Finally, an armed conflict between the United States and al-Qaeda (a non-state group based outside America's borders) would present a legal anomaly.  It would not be an international armed conflict as conventionally understood -- that is to say, a war between two or more nation states.  Yet the claim that enemy fighters can be detained until the end of hostilities as a matter of international law (the claim on which the Guantanamo regime is justified) is a claim that is only meaningful in international armed conflict.  The position advanced by Gonzales and other administration lawyers is essentially one that asserts all the prerogatives of an international conflict for the United States, without accepting any of the associated restraints.  In this sense, the legal claims underlying the proclaimed war on terrorism appear inconsistent, even self-contradictory. (For more on this admittedly complex subject, see my article "Military Necessity and Due Process: The Place of Human Rights in the War on Terror," forthcoming in Wippman, David and Matthew Evangelista, eds., New Wars, New Laws? (Transnational Publishers, February 2005)).

Beyond the discussion of Gonzales' views on the Geneva Conventions, the heearing also produced the first indication that some lawyers within the administration have raised the question of whether the Conventions should be revised.  Gonzales said there had been some discussion of the subject, and some officials had suggested "maybe this is something that ought to be looked at," but he added that there was no systematic project or proposal being forumlated that he knew of.

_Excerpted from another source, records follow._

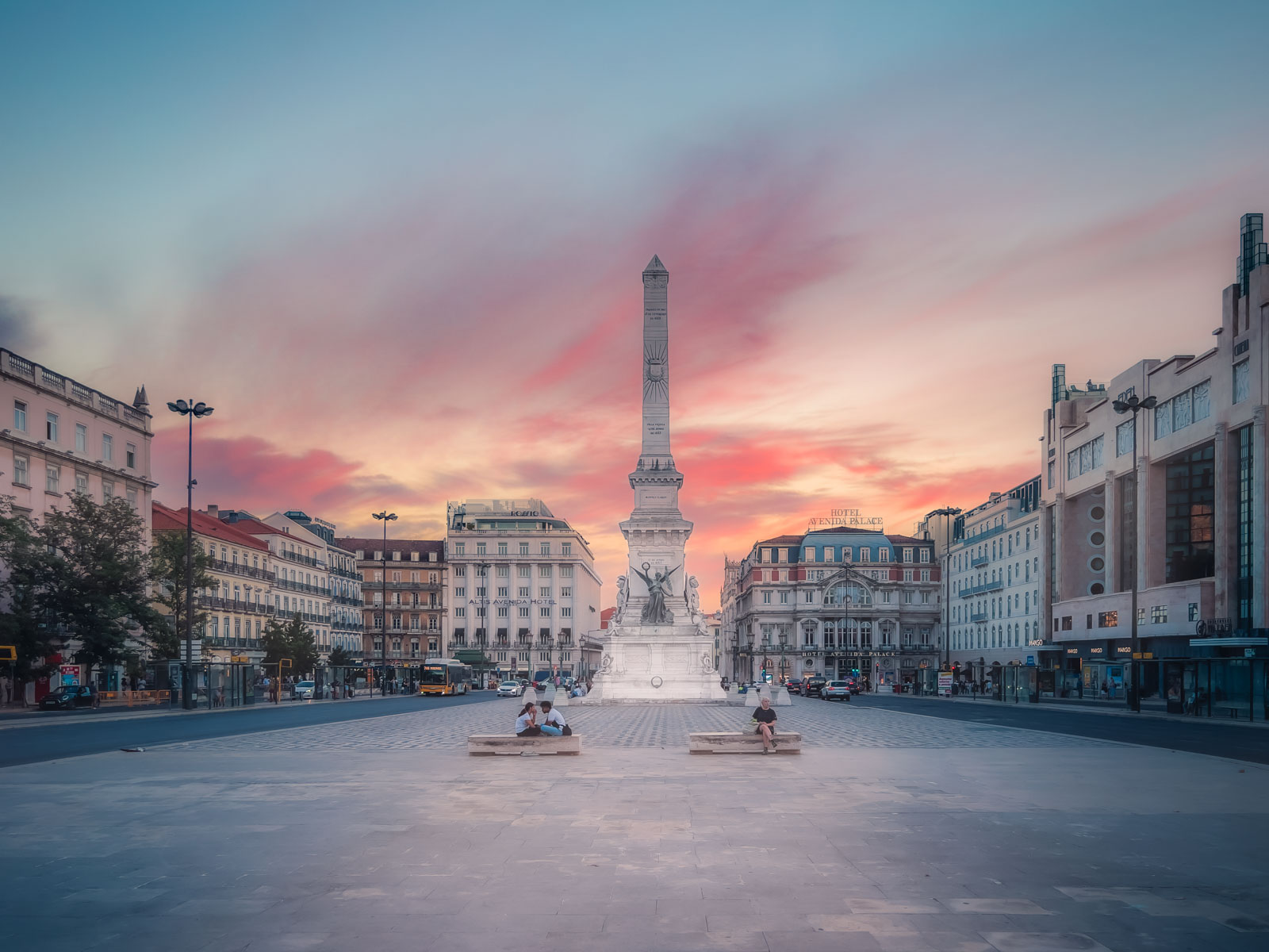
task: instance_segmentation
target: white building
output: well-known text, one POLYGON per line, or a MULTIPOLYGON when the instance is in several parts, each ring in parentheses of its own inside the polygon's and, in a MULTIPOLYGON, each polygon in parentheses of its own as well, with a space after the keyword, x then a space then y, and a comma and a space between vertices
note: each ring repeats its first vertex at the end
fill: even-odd
MULTIPOLYGON (((1005 685, 1005 666, 1039 664, 1039 476, 954 518, 944 609, 949 660, 968 680, 1005 685)), ((1016 679, 1011 680, 1015 689, 1016 679)), ((1029 684, 1029 682, 1028 682, 1029 684)))
POLYGON ((541 499, 449 503, 449 654, 486 652, 500 674, 581 670, 581 636, 599 627, 590 545, 541 499))

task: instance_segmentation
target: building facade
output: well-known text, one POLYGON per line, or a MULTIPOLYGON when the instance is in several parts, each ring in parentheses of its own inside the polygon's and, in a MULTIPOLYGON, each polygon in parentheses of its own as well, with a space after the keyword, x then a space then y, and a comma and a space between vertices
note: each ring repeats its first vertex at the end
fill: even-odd
POLYGON ((131 404, 0 348, 8 416, 0 429, 18 512, 39 519, 70 493, 127 499, 151 531, 151 418, 146 388, 131 404))
POLYGON ((1036 666, 1042 654, 1039 482, 992 493, 953 519, 943 625, 958 679, 991 679, 995 688, 1004 684, 1001 668, 1036 666))
MULTIPOLYGON (((170 532, 184 538, 187 510, 169 509, 160 503, 152 505, 155 536, 170 532)), ((197 609, 207 613, 202 632, 195 632, 203 641, 203 659, 213 663, 264 660, 260 633, 274 617, 269 546, 208 513, 194 512, 192 523, 194 545, 207 552, 207 574, 212 579, 194 595, 197 609)))
POLYGON ((385 665, 388 677, 415 682, 409 671, 445 646, 445 545, 440 539, 349 536, 336 539, 352 552, 362 578, 363 636, 358 658, 385 665))
POLYGON ((1269 716, 1266 319, 1269 253, 1249 215, 1212 347, 1089 391, 1066 391, 1055 368, 1041 604, 1058 694, 1122 699, 1136 670, 1143 706, 1269 716), (1133 397, 1155 405, 1134 418, 1133 397))
POLYGON ((732 677, 858 674, 878 689, 933 691, 942 578, 930 539, 846 527, 778 536, 725 579, 732 677))
POLYGON ((590 545, 541 499, 449 503, 450 654, 485 654, 501 677, 581 671, 581 635, 599 628, 590 545))

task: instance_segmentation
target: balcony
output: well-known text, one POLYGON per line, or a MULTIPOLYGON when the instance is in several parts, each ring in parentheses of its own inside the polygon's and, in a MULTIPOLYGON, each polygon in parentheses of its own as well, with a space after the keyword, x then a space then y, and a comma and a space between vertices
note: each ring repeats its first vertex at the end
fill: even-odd
POLYGON ((315 569, 326 567, 326 562, 319 561, 317 559, 312 559, 311 556, 299 555, 298 552, 287 552, 286 550, 283 550, 282 552, 278 552, 278 555, 280 555, 283 559, 291 560, 292 562, 299 562, 299 565, 311 565, 315 569))
POLYGON ((212 571, 245 575, 249 579, 264 579, 265 581, 273 581, 274 578, 273 572, 264 569, 253 569, 250 565, 244 565, 242 562, 226 562, 222 559, 208 559, 207 567, 212 571))

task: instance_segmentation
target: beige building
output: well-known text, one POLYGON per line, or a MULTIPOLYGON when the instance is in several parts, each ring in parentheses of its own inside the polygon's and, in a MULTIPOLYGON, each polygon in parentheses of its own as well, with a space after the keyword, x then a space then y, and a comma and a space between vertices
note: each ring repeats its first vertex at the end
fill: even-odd
POLYGON ((131 404, 0 348, 5 493, 36 519, 69 493, 121 496, 151 527, 151 418, 146 388, 131 404))

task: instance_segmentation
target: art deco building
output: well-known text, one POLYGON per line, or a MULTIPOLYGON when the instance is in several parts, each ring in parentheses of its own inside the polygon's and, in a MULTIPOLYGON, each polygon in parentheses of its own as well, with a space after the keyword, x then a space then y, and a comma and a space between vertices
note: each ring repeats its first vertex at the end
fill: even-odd
POLYGON ((487 654, 499 674, 579 674, 599 628, 595 556, 541 499, 449 503, 450 654, 487 654))

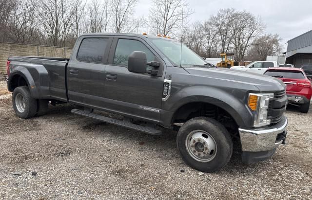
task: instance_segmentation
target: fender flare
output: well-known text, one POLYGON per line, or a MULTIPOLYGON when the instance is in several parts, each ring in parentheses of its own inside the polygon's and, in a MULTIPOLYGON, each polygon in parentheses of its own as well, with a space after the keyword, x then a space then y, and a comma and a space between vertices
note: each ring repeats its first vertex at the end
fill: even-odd
POLYGON ((10 73, 8 78, 8 90, 10 91, 13 91, 14 90, 12 86, 12 80, 14 76, 17 75, 21 76, 25 79, 29 88, 29 90, 31 91, 31 86, 35 85, 35 81, 28 71, 22 72, 20 71, 16 71, 10 73))
POLYGON ((48 97, 49 96, 48 90, 42 90, 49 88, 49 76, 46 69, 42 65, 28 63, 26 67, 23 66, 20 62, 11 62, 10 65, 13 66, 13 70, 10 73, 8 78, 8 90, 13 91, 11 85, 13 77, 15 75, 22 77, 27 83, 29 91, 32 96, 35 98, 40 98, 42 96, 48 97))
MULTIPOLYGON (((246 94, 242 91, 242 94, 246 94)), ((241 94, 241 95, 242 95, 241 94)), ((230 114, 239 126, 252 126, 253 113, 245 103, 247 99, 238 98, 238 94, 229 93, 224 90, 207 86, 195 86, 184 88, 170 96, 170 103, 165 109, 172 113, 169 117, 172 124, 174 114, 182 106, 191 103, 207 103, 222 108, 230 114)), ((245 98, 247 98, 246 95, 245 98)), ((168 102, 169 103, 169 102, 168 102)))

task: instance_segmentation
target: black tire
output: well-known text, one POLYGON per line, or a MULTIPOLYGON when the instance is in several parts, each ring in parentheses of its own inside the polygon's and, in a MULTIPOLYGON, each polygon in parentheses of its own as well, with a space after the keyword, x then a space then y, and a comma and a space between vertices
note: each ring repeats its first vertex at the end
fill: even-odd
POLYGON ((21 118, 28 119, 35 116, 37 110, 37 101, 32 97, 28 88, 26 86, 18 87, 13 91, 12 95, 12 104, 16 114, 21 118), (24 108, 23 111, 20 111, 17 107, 17 99, 20 99, 20 95, 23 98, 24 108))
POLYGON ((304 113, 307 113, 310 107, 310 102, 307 102, 300 106, 300 112, 304 113))
POLYGON ((45 114, 48 111, 49 101, 44 99, 37 100, 37 113, 36 116, 41 116, 45 114))
POLYGON ((233 144, 230 133, 217 121, 205 117, 193 118, 183 124, 178 132, 176 144, 182 159, 192 168, 205 172, 213 172, 225 166, 233 152, 233 144), (195 160, 188 151, 186 141, 189 133, 196 130, 208 133, 215 141, 216 149, 214 157, 208 162, 195 160))

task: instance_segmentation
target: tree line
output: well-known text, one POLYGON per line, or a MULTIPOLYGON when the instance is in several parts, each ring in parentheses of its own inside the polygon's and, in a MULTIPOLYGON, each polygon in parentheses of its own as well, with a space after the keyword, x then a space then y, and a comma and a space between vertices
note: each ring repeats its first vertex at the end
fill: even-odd
POLYGON ((261 18, 222 9, 191 23, 186 0, 153 0, 146 18, 134 15, 139 0, 2 0, 0 41, 72 47, 86 33, 170 36, 205 57, 234 53, 238 61, 265 60, 280 53, 276 34, 265 34, 261 18))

Overall, Gonzales' appearance before the Senate Judiciary Committee provided further evidence of the legal outlook that prevails in the higher reaches of the Bush administration and that has informed the development of the war on terrorism.  It is an outlook that favours an extremely expansive view of Presidential power, and that departs from traditional interpretations of international law in what appears to be an opportunistic rather than principled way.

 

 

Related Chapters from Crimes of War: What the Public Should Know:

Terrorism

Torture

Related Links:

Transcript of Senate Judiciary Committee Hearing on Alberto Gonzales

(via The New York Times)

An Open Letter to the Senate Judiciary Committee

General John Shalikashvili (Ret. USA) et al. (.pdf file)

Memorandum for the President

From: Alberto R. Gonzales

Subject: Decision Re Application of the Geneva Convention on Prisoners of War to the Conflict with Al-Qaeda and the Taliban

January 25, 2002 (via Newsweek) (.pdf file)

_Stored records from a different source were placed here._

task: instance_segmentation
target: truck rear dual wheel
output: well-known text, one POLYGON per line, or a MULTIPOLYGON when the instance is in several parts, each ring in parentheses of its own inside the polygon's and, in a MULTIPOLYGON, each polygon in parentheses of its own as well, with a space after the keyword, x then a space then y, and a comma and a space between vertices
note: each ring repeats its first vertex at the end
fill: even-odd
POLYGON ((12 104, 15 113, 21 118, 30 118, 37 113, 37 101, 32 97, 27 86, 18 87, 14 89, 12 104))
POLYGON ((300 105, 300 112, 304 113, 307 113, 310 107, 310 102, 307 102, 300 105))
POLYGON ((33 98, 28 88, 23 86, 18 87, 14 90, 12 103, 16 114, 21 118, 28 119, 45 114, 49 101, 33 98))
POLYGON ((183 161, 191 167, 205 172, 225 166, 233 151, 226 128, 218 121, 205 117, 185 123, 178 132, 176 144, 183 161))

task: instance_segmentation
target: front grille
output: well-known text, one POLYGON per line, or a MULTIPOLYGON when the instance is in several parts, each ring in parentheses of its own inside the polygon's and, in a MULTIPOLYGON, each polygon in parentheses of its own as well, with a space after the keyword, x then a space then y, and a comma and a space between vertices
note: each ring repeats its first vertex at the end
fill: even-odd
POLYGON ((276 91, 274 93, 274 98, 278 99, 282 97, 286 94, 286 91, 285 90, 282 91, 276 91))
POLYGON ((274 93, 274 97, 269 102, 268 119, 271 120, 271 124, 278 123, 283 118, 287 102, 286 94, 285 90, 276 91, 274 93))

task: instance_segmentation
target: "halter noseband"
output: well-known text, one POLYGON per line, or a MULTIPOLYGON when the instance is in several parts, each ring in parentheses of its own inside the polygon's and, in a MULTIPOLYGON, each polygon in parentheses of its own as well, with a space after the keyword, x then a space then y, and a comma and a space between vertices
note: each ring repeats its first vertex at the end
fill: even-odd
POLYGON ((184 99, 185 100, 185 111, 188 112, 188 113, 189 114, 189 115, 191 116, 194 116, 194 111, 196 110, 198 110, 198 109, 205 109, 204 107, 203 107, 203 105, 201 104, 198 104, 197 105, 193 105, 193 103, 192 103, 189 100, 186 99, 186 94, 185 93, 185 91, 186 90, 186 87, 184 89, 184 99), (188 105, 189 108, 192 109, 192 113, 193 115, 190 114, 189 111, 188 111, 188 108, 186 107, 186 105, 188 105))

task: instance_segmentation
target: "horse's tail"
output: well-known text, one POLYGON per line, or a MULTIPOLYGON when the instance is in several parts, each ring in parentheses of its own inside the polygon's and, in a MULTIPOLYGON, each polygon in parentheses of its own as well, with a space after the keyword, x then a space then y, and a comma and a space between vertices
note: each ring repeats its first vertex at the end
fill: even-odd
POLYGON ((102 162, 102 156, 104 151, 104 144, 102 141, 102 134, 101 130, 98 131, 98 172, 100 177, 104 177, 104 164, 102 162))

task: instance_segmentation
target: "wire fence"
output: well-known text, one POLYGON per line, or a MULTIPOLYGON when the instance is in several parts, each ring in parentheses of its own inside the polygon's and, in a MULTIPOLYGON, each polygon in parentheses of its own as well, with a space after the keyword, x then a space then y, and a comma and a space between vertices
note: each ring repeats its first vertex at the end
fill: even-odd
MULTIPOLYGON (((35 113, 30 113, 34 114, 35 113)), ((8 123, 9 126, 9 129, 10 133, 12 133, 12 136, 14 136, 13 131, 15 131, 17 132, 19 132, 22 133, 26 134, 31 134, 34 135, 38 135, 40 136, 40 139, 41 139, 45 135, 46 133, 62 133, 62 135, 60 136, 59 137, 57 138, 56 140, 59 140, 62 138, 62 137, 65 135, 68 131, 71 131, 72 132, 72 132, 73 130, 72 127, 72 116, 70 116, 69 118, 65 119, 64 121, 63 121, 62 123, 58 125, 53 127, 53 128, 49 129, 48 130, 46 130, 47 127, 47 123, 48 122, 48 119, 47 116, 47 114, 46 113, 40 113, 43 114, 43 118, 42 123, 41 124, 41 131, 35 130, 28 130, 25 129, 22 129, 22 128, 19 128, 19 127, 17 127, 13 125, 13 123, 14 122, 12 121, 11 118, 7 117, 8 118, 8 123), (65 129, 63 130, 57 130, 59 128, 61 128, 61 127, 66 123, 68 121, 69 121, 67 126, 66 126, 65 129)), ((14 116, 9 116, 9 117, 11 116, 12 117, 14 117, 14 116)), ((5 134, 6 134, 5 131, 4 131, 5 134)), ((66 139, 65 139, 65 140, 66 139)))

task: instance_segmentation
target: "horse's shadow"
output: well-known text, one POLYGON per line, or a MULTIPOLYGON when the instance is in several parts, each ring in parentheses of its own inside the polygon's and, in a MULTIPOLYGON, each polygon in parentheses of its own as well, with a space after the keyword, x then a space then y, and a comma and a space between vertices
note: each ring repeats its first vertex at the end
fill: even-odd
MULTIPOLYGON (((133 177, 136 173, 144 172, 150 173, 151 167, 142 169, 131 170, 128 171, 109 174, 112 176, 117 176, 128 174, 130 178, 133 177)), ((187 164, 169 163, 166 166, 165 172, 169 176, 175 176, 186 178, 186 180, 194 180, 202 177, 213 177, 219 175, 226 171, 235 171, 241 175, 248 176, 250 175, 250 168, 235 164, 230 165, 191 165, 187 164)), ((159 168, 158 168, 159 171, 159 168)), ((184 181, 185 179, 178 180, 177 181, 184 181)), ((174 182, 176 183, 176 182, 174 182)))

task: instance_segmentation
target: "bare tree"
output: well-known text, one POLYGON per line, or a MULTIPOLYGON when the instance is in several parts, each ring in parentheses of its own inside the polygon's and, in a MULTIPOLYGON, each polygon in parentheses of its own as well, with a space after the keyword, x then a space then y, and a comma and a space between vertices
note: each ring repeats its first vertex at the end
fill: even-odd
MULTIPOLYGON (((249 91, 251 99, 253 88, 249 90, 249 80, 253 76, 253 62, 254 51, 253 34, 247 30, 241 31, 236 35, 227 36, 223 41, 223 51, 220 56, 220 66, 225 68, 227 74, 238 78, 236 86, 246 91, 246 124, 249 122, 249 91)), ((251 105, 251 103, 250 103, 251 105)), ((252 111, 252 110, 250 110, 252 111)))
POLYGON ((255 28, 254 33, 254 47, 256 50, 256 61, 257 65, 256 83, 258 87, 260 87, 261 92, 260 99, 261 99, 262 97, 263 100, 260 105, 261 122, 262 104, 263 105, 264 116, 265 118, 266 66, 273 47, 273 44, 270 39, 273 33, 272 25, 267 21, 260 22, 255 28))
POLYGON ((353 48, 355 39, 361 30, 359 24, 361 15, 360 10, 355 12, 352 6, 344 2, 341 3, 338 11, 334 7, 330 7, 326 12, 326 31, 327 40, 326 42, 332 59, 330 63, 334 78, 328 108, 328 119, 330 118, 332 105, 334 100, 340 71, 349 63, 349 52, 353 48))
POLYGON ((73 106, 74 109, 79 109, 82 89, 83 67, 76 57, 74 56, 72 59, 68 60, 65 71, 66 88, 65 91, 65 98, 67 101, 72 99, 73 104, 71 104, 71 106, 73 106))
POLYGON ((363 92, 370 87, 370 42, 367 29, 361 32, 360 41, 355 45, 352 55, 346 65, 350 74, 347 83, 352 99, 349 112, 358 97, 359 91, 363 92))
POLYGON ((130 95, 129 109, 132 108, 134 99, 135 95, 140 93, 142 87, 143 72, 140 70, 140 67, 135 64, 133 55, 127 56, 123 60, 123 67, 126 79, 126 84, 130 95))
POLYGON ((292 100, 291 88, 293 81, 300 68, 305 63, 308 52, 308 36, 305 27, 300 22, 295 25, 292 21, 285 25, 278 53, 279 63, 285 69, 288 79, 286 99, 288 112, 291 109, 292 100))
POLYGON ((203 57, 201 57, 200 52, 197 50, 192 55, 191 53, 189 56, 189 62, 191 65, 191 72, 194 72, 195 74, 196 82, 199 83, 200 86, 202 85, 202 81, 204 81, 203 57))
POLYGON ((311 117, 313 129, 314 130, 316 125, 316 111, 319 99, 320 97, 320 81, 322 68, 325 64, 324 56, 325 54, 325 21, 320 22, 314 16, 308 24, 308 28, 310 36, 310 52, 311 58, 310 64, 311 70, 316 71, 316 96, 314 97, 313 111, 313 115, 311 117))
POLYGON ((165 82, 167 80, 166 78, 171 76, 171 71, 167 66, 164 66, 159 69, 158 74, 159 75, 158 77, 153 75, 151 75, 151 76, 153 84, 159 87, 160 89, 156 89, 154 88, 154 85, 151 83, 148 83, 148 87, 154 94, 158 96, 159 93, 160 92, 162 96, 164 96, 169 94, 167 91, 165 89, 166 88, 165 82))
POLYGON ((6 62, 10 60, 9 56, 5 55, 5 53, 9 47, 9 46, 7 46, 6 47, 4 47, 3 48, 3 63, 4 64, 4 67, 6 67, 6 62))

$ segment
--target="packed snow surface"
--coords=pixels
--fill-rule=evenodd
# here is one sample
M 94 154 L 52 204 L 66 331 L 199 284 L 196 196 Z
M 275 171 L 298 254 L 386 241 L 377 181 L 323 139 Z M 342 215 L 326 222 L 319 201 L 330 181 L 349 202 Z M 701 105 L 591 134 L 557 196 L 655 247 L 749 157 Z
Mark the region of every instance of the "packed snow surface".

Memorandum for Alberto R. Gonzales, Counsel to the President

U.S. Department of Justice, Office of Legal Counsel

(The "torture memo")

August 1, 2002 (.pdf file)

Memorandum for James M. Comey, Deputy Attorney General

U.S. Department of Justice, Office of Legal Counsel

(Revised statement on the interpretation of the federal criminal prohibition on torture)

December 30, 2004 (.pdf file)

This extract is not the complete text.